The meaning of each panel is the same as in Figure 5.

https://doi.org/10.1371/journal.pone.0047108.g006

The averaged results obtained for both sets of families show that the newest methods (ZPX2, db/dgb/nb_ZPX2, logR, DCA, PSICOV), are all within each other's margins of error, and are generally superior to the older methods (MI, OMES, McBASC, ELSC, SCA) (Figures 5, 6). The number of sequences in the MSA is clearly an important factor in determining the accuracy of the predictions. For example, no more than 8% of all the pairs separated by less than 8 Å are found in the set of 8 families with MSAs smaller than 500 sequences (Figure 5), while at least 20% are found in the set of 150 families with MSAs larger than 1000 sequences (Figure 6).

Discussion

The current study was initiated to provide an updated testing of the most commonly used methods to detect coevolution from only sequence data, using both simulated and experimental MSAs. In the case of simulated MSAs, we used two different programs, MSAvolve and SIMPROT, to generate more than 1600 different MSAs for 8 families of proteins of different sizes, folds and functions. The ‘true’ coevolution matrices recorded by the programs were compared with the coevolution matrices obtained for the same evolved MSAs with a variety of MI and non-MI methods. The same methods were also tested with the experimental MSAs of the same 8 families and of additional 150 families, for their ability to identify coevolving pairs that matched pairs of residues within 8 Å of each other in the representative X-ray structures.

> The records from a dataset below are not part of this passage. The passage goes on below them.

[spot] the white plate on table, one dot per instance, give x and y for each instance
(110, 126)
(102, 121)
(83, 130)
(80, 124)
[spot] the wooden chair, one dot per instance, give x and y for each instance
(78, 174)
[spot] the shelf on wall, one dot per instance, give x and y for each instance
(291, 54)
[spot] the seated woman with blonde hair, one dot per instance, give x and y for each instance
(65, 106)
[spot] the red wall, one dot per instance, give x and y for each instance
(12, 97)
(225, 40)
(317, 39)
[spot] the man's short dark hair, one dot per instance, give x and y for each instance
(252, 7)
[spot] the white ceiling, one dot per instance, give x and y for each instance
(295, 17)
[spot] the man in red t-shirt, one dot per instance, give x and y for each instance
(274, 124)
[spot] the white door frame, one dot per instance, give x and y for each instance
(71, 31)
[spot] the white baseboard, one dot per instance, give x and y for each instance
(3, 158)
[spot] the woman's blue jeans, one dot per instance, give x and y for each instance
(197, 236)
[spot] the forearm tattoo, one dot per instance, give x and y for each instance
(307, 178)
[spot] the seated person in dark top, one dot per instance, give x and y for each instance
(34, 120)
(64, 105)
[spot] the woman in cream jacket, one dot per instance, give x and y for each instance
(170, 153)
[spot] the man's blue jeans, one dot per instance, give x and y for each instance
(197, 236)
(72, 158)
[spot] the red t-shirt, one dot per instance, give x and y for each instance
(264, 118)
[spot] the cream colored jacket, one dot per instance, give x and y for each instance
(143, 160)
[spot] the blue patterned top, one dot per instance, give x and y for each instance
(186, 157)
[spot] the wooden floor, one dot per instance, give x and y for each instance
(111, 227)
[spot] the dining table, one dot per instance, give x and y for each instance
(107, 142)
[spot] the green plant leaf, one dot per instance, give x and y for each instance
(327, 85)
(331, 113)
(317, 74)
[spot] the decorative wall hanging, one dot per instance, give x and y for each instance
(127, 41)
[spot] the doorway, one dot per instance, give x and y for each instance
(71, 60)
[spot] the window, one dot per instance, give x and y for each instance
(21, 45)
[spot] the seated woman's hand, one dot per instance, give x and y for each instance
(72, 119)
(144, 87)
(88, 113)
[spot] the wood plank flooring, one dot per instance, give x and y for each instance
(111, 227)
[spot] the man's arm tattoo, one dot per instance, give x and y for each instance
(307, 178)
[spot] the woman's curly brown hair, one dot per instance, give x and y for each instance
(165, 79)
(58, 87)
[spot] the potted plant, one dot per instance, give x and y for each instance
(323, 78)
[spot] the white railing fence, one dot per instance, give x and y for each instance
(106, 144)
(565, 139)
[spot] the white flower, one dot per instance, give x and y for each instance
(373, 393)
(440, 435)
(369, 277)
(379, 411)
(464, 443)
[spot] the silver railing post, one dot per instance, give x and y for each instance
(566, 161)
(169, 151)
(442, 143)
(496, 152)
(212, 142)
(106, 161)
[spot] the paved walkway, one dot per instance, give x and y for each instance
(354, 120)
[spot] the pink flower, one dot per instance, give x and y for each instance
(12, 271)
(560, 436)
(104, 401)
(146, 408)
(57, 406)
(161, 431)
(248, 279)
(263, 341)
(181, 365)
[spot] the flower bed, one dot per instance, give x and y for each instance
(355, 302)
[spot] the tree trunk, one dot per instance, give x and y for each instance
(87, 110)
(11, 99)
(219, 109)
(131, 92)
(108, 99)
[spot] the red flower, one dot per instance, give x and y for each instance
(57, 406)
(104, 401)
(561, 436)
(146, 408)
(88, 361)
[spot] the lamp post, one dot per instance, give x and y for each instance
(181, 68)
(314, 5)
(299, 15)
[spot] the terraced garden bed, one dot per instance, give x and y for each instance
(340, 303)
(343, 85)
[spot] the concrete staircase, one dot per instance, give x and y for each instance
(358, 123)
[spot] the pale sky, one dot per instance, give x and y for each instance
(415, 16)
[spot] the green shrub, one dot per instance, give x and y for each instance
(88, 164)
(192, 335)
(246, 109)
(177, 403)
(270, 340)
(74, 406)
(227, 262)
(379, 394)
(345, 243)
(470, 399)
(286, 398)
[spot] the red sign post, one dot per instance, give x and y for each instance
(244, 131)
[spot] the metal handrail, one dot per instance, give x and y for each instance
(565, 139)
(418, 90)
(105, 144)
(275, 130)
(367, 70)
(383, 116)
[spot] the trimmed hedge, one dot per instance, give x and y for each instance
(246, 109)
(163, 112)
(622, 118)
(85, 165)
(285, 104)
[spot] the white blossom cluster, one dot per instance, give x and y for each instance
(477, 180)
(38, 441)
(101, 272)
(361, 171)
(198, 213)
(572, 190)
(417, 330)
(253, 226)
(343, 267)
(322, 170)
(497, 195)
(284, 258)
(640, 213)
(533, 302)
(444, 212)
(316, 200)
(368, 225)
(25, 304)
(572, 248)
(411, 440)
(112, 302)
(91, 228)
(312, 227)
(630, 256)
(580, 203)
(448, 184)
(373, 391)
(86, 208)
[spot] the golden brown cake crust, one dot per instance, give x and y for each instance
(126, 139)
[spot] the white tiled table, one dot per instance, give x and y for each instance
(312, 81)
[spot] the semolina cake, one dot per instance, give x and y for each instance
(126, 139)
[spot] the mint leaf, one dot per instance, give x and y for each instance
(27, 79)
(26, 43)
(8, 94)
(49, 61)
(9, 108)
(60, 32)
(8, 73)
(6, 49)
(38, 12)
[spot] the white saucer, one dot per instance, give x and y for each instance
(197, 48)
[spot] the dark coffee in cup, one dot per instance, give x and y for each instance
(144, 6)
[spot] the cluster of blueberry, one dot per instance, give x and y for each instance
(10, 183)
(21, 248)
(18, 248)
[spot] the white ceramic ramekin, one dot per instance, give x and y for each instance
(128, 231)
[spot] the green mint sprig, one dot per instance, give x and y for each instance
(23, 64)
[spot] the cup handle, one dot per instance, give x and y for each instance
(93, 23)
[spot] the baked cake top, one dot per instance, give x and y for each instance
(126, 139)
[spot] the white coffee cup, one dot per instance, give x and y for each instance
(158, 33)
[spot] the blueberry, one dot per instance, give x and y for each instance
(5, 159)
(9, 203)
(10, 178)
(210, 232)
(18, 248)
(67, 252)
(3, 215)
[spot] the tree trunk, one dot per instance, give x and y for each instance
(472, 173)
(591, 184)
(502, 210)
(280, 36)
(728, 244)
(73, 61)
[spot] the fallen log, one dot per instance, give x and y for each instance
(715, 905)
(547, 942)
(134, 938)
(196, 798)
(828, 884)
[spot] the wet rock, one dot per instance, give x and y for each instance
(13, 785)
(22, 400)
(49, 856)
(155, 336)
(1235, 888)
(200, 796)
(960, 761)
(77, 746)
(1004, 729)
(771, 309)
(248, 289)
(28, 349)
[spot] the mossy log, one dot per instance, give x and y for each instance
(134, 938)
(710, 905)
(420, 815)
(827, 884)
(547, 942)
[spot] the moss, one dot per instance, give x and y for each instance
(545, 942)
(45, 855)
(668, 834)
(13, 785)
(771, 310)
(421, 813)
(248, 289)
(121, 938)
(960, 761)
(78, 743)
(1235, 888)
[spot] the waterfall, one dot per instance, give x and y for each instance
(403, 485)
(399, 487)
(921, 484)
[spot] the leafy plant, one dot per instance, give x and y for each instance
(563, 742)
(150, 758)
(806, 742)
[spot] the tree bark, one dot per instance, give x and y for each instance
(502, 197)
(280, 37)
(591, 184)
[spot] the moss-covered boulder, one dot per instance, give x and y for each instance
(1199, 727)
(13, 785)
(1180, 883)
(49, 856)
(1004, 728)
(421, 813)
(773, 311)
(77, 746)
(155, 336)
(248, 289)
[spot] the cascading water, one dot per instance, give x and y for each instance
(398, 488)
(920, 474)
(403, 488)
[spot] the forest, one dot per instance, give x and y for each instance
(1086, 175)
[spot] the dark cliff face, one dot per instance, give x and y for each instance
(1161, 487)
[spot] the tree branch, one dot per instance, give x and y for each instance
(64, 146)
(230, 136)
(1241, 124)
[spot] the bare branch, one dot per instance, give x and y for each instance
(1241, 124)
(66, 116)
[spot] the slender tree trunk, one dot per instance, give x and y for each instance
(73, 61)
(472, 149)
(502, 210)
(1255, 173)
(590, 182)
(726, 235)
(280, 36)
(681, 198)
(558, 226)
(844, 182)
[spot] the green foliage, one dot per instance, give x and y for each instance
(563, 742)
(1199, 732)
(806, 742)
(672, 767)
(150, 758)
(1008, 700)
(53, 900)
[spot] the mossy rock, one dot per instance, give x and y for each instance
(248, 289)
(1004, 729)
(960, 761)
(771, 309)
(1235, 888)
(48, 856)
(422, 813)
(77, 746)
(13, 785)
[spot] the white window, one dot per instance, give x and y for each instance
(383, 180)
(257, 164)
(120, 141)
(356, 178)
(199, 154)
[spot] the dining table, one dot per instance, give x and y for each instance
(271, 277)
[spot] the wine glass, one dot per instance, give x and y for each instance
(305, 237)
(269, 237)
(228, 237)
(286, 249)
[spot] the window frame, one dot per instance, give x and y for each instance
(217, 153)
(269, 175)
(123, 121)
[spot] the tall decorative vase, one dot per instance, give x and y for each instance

The averaged results obtained for both sets of families show that the most advanced methods (ZPX2, db/dgb/nbZPX2, logR, DCA, PSICOV), which take into account the global correlations between pairs, are generally superior to methods based only on local correlations (MI, OMES, McBASC, ELSC, SCA) in their capacity to identify coevolving residues using either simulated (Figure 4) or experimental MSAs (Figures 5, 6). However, there are significant differences in execution time between the best methods, which become particularly pronounced with longer sequences. For example, logR performed very well with experimental MSAs, but it was also the slowest of all the methods tested (Figure 7).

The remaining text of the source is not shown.